An old woman before she even starts school

PICTURES showed an elderly woman as Mark and Kerry told of worries about heart attacks and arthritis setting in. They weren't talking about their grandmother, but four-year-old daughter Hayley, one of only 40 people in the world diagnosed with the rare ageing disease progeria.

This causes her to age eight times faster than the children of her own age with whom she plays. She's been without hair for half her life and complains about joint pains.

By the time her friends start secondary school, her body will be equivalent to that of a 90-year-old. If, it must regrettably be added, she lives that long. The average age to which progeria sufferers live is 13. Some die as young as six or seven, other survive to their late teens.

It would take a very stony heart not have been moved by The Child Who's Older Than Her Mother, in the Extraordinary People series. Parents Mark and Kerry know there is no cure. They can only make her short life as normal and as happy as possible.
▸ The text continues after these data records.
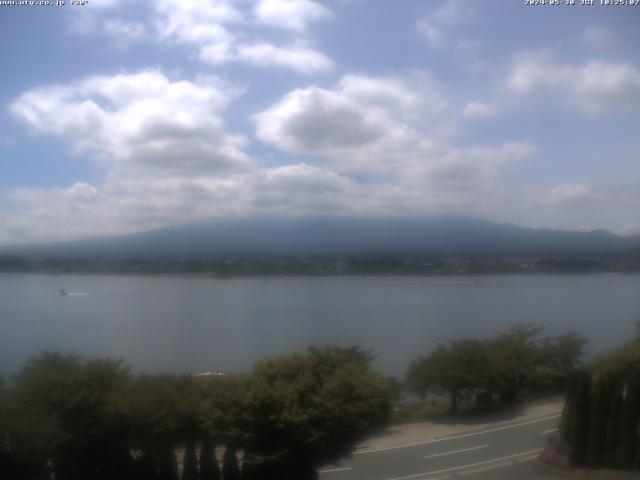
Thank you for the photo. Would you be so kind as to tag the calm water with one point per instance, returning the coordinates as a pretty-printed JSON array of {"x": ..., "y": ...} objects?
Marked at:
[{"x": 198, "y": 324}]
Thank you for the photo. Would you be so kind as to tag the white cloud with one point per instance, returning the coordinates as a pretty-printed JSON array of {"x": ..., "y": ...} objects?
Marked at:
[
  {"x": 561, "y": 195},
  {"x": 430, "y": 32},
  {"x": 435, "y": 25},
  {"x": 290, "y": 14},
  {"x": 141, "y": 120},
  {"x": 210, "y": 28},
  {"x": 478, "y": 111},
  {"x": 364, "y": 120},
  {"x": 6, "y": 142},
  {"x": 298, "y": 58},
  {"x": 594, "y": 87},
  {"x": 597, "y": 36},
  {"x": 123, "y": 31}
]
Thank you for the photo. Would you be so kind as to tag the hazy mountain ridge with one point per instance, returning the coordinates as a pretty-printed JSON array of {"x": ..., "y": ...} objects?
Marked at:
[{"x": 439, "y": 236}]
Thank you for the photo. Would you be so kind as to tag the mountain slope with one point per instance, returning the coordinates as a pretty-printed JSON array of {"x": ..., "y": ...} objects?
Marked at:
[{"x": 442, "y": 235}]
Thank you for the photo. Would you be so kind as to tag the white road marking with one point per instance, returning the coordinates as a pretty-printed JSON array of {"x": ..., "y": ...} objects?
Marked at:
[
  {"x": 454, "y": 437},
  {"x": 456, "y": 451},
  {"x": 462, "y": 467},
  {"x": 484, "y": 469},
  {"x": 333, "y": 470}
]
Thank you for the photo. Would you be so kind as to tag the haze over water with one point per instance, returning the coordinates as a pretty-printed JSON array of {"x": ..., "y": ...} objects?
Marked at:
[{"x": 192, "y": 324}]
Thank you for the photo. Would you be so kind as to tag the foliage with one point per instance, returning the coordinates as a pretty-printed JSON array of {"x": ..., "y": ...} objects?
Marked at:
[
  {"x": 93, "y": 420},
  {"x": 302, "y": 410},
  {"x": 612, "y": 421},
  {"x": 504, "y": 366}
]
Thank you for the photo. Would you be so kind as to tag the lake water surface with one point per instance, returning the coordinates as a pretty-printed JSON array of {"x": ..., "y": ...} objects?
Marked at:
[{"x": 191, "y": 324}]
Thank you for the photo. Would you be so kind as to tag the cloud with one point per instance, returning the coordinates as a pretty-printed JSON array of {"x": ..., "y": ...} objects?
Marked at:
[
  {"x": 298, "y": 58},
  {"x": 124, "y": 31},
  {"x": 595, "y": 87},
  {"x": 363, "y": 120},
  {"x": 141, "y": 120},
  {"x": 6, "y": 142},
  {"x": 212, "y": 29},
  {"x": 597, "y": 36},
  {"x": 478, "y": 111},
  {"x": 292, "y": 15},
  {"x": 434, "y": 26}
]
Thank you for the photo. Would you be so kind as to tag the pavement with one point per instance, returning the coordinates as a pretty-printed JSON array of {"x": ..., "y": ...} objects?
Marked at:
[{"x": 488, "y": 448}]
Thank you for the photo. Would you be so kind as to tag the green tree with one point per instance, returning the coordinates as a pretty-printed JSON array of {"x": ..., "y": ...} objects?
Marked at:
[
  {"x": 64, "y": 414},
  {"x": 304, "y": 410},
  {"x": 461, "y": 369},
  {"x": 516, "y": 358},
  {"x": 230, "y": 466},
  {"x": 629, "y": 425},
  {"x": 209, "y": 469}
]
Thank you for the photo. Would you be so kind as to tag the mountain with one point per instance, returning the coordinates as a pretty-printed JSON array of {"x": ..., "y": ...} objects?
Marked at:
[{"x": 438, "y": 235}]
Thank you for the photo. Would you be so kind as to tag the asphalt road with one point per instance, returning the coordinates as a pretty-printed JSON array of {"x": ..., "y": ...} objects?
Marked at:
[{"x": 500, "y": 452}]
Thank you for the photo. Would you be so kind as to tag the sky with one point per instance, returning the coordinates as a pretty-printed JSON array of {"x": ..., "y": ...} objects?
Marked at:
[{"x": 124, "y": 116}]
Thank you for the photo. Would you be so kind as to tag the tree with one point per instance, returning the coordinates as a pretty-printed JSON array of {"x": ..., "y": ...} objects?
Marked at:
[
  {"x": 598, "y": 423},
  {"x": 304, "y": 410},
  {"x": 420, "y": 377},
  {"x": 578, "y": 433},
  {"x": 230, "y": 467},
  {"x": 64, "y": 413},
  {"x": 209, "y": 469},
  {"x": 629, "y": 425},
  {"x": 516, "y": 357},
  {"x": 461, "y": 369}
]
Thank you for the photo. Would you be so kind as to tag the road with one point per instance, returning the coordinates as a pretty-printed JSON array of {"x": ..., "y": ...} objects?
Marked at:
[{"x": 498, "y": 452}]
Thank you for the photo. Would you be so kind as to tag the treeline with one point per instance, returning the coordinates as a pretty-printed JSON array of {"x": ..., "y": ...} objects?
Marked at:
[
  {"x": 499, "y": 368},
  {"x": 323, "y": 265},
  {"x": 69, "y": 419},
  {"x": 601, "y": 420}
]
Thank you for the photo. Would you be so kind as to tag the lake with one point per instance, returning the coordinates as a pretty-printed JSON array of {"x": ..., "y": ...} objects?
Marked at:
[{"x": 194, "y": 324}]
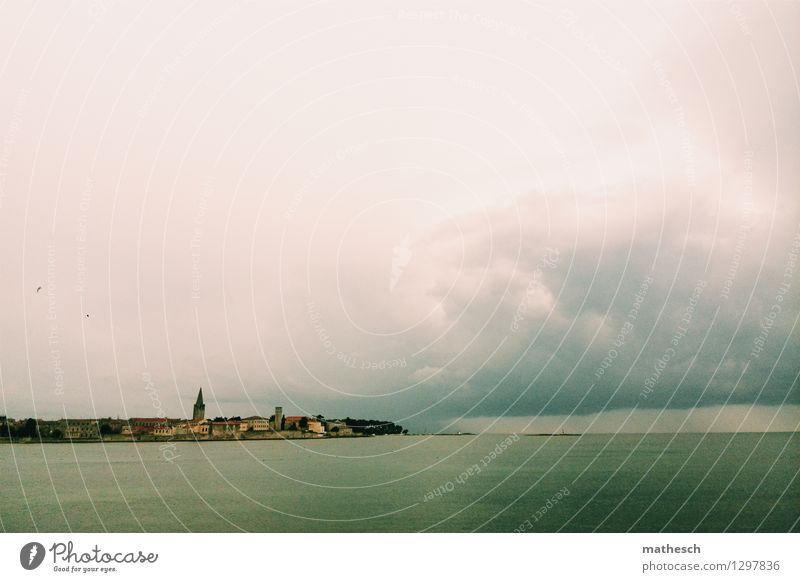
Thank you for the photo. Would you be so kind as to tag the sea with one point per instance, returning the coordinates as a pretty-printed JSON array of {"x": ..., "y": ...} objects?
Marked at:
[{"x": 744, "y": 482}]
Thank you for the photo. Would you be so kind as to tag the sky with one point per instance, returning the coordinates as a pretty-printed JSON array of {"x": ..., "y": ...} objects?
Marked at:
[{"x": 527, "y": 216}]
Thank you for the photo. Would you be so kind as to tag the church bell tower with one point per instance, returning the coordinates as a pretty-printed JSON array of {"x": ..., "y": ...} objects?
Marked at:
[{"x": 199, "y": 412}]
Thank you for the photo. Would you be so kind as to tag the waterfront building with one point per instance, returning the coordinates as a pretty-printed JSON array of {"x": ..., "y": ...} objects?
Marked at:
[
  {"x": 257, "y": 423},
  {"x": 81, "y": 428}
]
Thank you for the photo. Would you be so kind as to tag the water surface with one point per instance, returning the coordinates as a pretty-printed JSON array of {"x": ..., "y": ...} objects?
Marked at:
[{"x": 687, "y": 482}]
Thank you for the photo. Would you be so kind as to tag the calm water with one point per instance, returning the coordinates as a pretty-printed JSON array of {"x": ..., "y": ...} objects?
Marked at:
[{"x": 715, "y": 482}]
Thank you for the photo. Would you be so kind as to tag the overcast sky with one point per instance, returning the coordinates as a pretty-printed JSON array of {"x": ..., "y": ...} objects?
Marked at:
[{"x": 458, "y": 216}]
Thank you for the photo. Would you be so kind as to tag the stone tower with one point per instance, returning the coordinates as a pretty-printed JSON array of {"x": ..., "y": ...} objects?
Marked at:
[{"x": 199, "y": 412}]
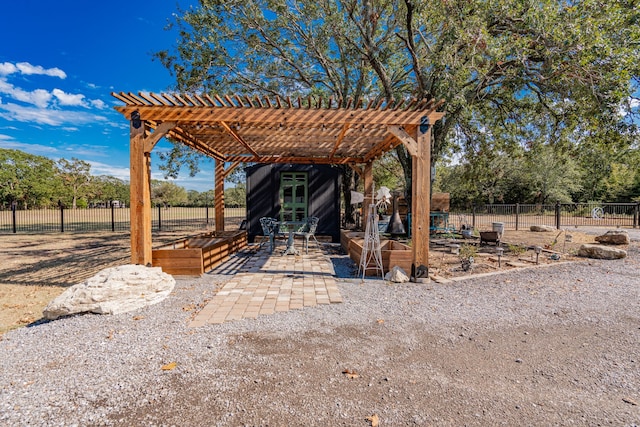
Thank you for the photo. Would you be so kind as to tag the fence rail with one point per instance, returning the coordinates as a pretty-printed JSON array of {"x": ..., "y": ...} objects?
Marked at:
[
  {"x": 514, "y": 217},
  {"x": 111, "y": 219},
  {"x": 559, "y": 215}
]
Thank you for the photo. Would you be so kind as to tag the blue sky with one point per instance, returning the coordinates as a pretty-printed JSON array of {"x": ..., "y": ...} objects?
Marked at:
[{"x": 60, "y": 61}]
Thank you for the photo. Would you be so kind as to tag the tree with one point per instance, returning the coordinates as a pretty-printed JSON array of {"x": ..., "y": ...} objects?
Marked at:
[
  {"x": 105, "y": 188},
  {"x": 574, "y": 62},
  {"x": 76, "y": 176},
  {"x": 167, "y": 193},
  {"x": 26, "y": 179}
]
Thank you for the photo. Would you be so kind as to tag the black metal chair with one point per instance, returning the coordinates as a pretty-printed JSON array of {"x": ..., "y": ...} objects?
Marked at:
[{"x": 269, "y": 230}]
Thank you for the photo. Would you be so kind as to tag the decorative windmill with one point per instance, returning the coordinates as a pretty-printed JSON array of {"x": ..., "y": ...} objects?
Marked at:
[{"x": 371, "y": 249}]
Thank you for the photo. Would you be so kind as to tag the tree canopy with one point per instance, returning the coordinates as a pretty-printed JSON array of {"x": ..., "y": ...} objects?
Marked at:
[{"x": 557, "y": 72}]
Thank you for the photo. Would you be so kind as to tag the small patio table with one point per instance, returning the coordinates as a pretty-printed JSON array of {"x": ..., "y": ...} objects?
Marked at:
[{"x": 291, "y": 227}]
She has a daily regime of medicines - many normally found in the bathroom cabinet of pensioners - and hydrotherapy pool sessions to make the ageing process as painless as possible.

The film followed Hayley and her dad on their annual trip to Florida to meet other progeria sufferers and their families. Parents share their experience of new treatments, in the knowledge that their children may not enjoy the following year's Sunshine Reunion. "The last day before you go home, you say goodbye to everyone, not knowing who's going to be there next year," said Mark.
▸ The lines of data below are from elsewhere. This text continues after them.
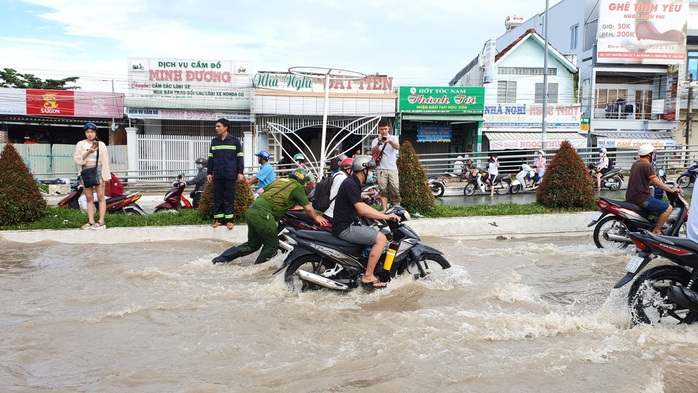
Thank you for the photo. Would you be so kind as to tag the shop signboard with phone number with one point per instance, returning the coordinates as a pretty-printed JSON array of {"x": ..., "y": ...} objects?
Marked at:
[{"x": 441, "y": 99}]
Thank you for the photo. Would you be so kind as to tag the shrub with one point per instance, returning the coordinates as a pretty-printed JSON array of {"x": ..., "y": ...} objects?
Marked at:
[
  {"x": 20, "y": 196},
  {"x": 243, "y": 200},
  {"x": 415, "y": 195},
  {"x": 566, "y": 183}
]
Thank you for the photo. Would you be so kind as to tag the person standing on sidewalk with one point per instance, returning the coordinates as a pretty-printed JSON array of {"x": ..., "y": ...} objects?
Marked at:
[
  {"x": 386, "y": 147},
  {"x": 225, "y": 167}
]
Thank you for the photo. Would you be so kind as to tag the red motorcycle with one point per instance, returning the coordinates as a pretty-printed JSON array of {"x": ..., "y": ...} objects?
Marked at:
[
  {"x": 175, "y": 199},
  {"x": 124, "y": 204}
]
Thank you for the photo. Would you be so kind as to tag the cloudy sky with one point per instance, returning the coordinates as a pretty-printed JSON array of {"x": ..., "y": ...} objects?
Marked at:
[{"x": 416, "y": 42}]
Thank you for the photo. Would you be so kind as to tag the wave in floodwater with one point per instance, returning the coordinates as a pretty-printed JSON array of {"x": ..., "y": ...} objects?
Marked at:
[{"x": 535, "y": 314}]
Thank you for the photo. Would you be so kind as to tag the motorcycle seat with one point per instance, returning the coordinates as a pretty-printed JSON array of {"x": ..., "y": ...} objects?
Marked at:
[{"x": 329, "y": 239}]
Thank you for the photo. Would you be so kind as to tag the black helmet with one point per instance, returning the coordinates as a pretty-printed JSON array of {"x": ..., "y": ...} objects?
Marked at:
[
  {"x": 301, "y": 175},
  {"x": 363, "y": 162}
]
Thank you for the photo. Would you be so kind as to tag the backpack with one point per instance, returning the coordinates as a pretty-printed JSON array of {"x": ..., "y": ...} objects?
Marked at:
[{"x": 321, "y": 197}]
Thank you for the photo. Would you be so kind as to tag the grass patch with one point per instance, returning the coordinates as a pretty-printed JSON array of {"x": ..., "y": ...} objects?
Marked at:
[{"x": 59, "y": 218}]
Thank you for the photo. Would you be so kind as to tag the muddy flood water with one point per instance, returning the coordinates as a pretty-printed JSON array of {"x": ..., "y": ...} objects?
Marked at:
[{"x": 515, "y": 315}]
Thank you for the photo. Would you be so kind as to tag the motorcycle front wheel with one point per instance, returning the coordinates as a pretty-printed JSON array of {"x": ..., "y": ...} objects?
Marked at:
[
  {"x": 425, "y": 265},
  {"x": 647, "y": 297},
  {"x": 683, "y": 181},
  {"x": 310, "y": 263},
  {"x": 608, "y": 228},
  {"x": 437, "y": 189},
  {"x": 469, "y": 189}
]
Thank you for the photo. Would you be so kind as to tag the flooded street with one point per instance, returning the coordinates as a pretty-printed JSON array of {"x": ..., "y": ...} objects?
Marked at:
[{"x": 528, "y": 315}]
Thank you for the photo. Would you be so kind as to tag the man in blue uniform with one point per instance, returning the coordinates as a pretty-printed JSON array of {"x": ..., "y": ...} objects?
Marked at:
[{"x": 225, "y": 168}]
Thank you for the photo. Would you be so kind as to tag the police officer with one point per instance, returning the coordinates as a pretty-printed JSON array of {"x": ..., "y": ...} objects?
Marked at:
[
  {"x": 266, "y": 211},
  {"x": 225, "y": 167}
]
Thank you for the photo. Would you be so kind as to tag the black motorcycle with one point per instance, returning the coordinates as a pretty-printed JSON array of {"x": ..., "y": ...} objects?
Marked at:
[
  {"x": 665, "y": 293},
  {"x": 616, "y": 218},
  {"x": 689, "y": 177},
  {"x": 319, "y": 260}
]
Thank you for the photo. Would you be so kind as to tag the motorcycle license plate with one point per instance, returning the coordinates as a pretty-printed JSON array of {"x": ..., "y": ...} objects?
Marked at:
[{"x": 634, "y": 264}]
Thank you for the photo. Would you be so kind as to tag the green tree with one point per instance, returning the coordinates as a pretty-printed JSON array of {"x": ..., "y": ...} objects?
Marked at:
[
  {"x": 11, "y": 78},
  {"x": 566, "y": 183},
  {"x": 415, "y": 195},
  {"x": 20, "y": 197}
]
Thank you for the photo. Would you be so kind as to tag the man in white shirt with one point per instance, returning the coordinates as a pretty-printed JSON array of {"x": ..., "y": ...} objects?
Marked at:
[{"x": 386, "y": 146}]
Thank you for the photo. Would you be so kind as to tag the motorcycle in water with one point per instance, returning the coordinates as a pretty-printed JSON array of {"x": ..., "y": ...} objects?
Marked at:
[
  {"x": 124, "y": 204},
  {"x": 175, "y": 199},
  {"x": 521, "y": 182},
  {"x": 319, "y": 260},
  {"x": 689, "y": 177},
  {"x": 664, "y": 293},
  {"x": 502, "y": 184},
  {"x": 616, "y": 218},
  {"x": 612, "y": 179}
]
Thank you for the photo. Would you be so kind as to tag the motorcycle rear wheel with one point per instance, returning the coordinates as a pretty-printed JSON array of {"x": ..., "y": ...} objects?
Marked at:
[
  {"x": 647, "y": 297},
  {"x": 683, "y": 181},
  {"x": 612, "y": 225},
  {"x": 425, "y": 265},
  {"x": 469, "y": 189},
  {"x": 310, "y": 263},
  {"x": 437, "y": 189}
]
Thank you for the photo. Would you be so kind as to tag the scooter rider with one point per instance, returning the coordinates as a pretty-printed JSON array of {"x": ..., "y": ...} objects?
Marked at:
[
  {"x": 642, "y": 174},
  {"x": 348, "y": 206},
  {"x": 602, "y": 168},
  {"x": 199, "y": 180},
  {"x": 266, "y": 211}
]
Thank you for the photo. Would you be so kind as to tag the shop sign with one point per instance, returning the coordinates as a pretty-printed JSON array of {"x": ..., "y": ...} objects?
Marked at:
[
  {"x": 50, "y": 102},
  {"x": 440, "y": 99},
  {"x": 531, "y": 115},
  {"x": 287, "y": 81},
  {"x": 434, "y": 134}
]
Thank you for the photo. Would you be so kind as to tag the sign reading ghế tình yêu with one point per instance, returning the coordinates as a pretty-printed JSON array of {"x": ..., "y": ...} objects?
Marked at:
[{"x": 441, "y": 99}]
In contrast to Hayley's heart-breaking situation, The Woman Who Dives The Deepest seemed trivial as cameras followed free diver Tanya Streeter successful attempt to break the world record by descending 160m below sea level on a single breath.

But it was said she was "flirting with death" by attempting the feat, brought home by the final caption stating that six weeks later her rival tried to break the record - and died in the attempt.